Because, of course, there is a fourth thing that makes Louise anxious, a foundational fear that dwarfs all the others, a traumatizing experience that led to her breakdown and her escape to this picturesque suburban facility her grandmother can’t afford.

And that fear’s name is the Wizard.

“It’s, God, it’s a joke, dude,” she tells the therapist. “Lighten up.”

He makes another note.

“I feel like we’ve made a lot of progress recently,” he says.

“Great.”

“Would you agree?”

“Would I agree we’ve made a lot of progress? I don’t know. What is that? Progress, when it comes to me, you know, not losing my fucking mind?”

“Well—you seem more relaxed.”

“That’s pharmaceutical.”

“Are you sure?”

Louise sighs. She doesn’t like looking straight at things. She’s a peripheral person. Like how a boy doesn’t have to ask for head, you just know he wants it. Even this guy. Therapy Man. She sees the way he writes down her stories, the way he licks the end of his pencil before jotting down the gory details—not literally, but with his mind. He acts cool and detached, but Louise knows if she dropped to her knees right in the middle of the session, he wouldn’t put up much of a fight.

“Often,” the therapist says, “promiscuity at a young age is brought on by abuse. What do you think about that statement?”

“I think I’m the one with the questions and you’re supposed to be Mr. Answer Man.”

He clicked his pen once, twice. Click-click.

“You’re fifteen, Louise. And if you’re telling the truth, you’ve had sexual encounters with a dozen boys.”

“Don’t forget the girls, dude. If she’s got the sway, I’ll munch a well-groomed carpet any day.”

Her therapist takes off his glasses, wipes the lenses with a cloth.

“Are you trying to shock me?”

“I could give a shit. I’m just being factual.”

“And how,” he said then, “do you think your race plays into all of this?”

She stares at him. “For real?”

He nods, comfortable in his professional detachment.

“Fine,” she says. “Lemme ask you this: You think anxiety is a personal problem? You’re anxious. I’m anxious.”

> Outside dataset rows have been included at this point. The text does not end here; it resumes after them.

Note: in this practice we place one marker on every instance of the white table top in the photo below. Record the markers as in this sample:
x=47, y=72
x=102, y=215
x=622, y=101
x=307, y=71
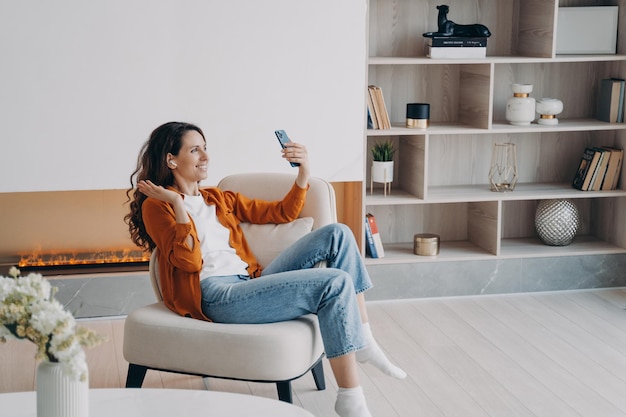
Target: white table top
x=146, y=402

He draws himself up, an expert thrilled to pontificate his expertise.

“Anxiety,” he says, “is a psychological affliction.”

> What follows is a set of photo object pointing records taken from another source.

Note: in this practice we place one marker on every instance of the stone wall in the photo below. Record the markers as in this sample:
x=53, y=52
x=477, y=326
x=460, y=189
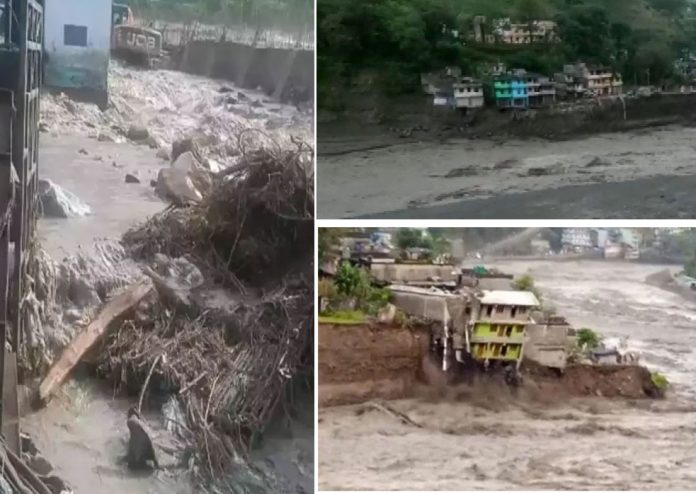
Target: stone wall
x=282, y=73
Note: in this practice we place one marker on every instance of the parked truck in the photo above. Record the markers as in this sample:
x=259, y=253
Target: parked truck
x=132, y=42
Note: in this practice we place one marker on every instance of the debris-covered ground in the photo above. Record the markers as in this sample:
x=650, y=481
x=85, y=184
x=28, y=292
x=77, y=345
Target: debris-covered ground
x=222, y=342
x=485, y=437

“No,” she tells him. “It’s a we problem. We’re anxious—Black people, brown people, women. Anxious about discrimination. About violence. About our bodies and their physical health. About being seen—really seen—which I’m thinking, Steve, is not a problem you have.”

“Because I’m white.”

She raises her eyebrows. Duh.

He wipes his glasses, a pained expression on his face.

“It hurts,” he says, “that you would judge me on the color of my skin.”

She stares at him.

“Seriously?”

She watches as he puts his glasses back on.

“Was there racism against Black people in the past?” he says. “Yes. No one’s denying that, but I think we can all agree it’s rare now. Individual cases, sure, but—”

She stares at him. He trails off, not wanting to get political. He’s done a lot of reading on the subject, however. How the Civil Rights Act was a success, followed by affirmative action, and now there’s equality. Baseline equality. I mean, sure, he thinks, people are struggling—Black people, white people, everyone—times are tough, but it’s important we teach our kids the truth, not a bunch of liberal talking points.

Imagine, he thinks, teaching innocent white children that they’re guilty of racism from the moment they’re born?

But this isn’t his therapy session. It’s hers, so he holds out his right palm, inviting her to talk.

“O—kay,” says Louise, making a mental note to keep her real feelings to herself from now on.

He smiles.

“And hey,” he says, “we feel how we feel. That’s your experience of the world, and I want to honor that.”

For some reason his smile—empty of meaning—reminds her of He Who Must Not be Named. This is the story her therapist really wants to hear, but no way she’s gonna tell it. The Wizard and the Troll. The guardian at the gate and the mansion on the hill. He’d take one listen and write make believe artist in his little book. But what is a tall tale if not a portrait of some larger truth?

You like to party? Because this is a party house.

Bowls of pills. All the vodka you could drink.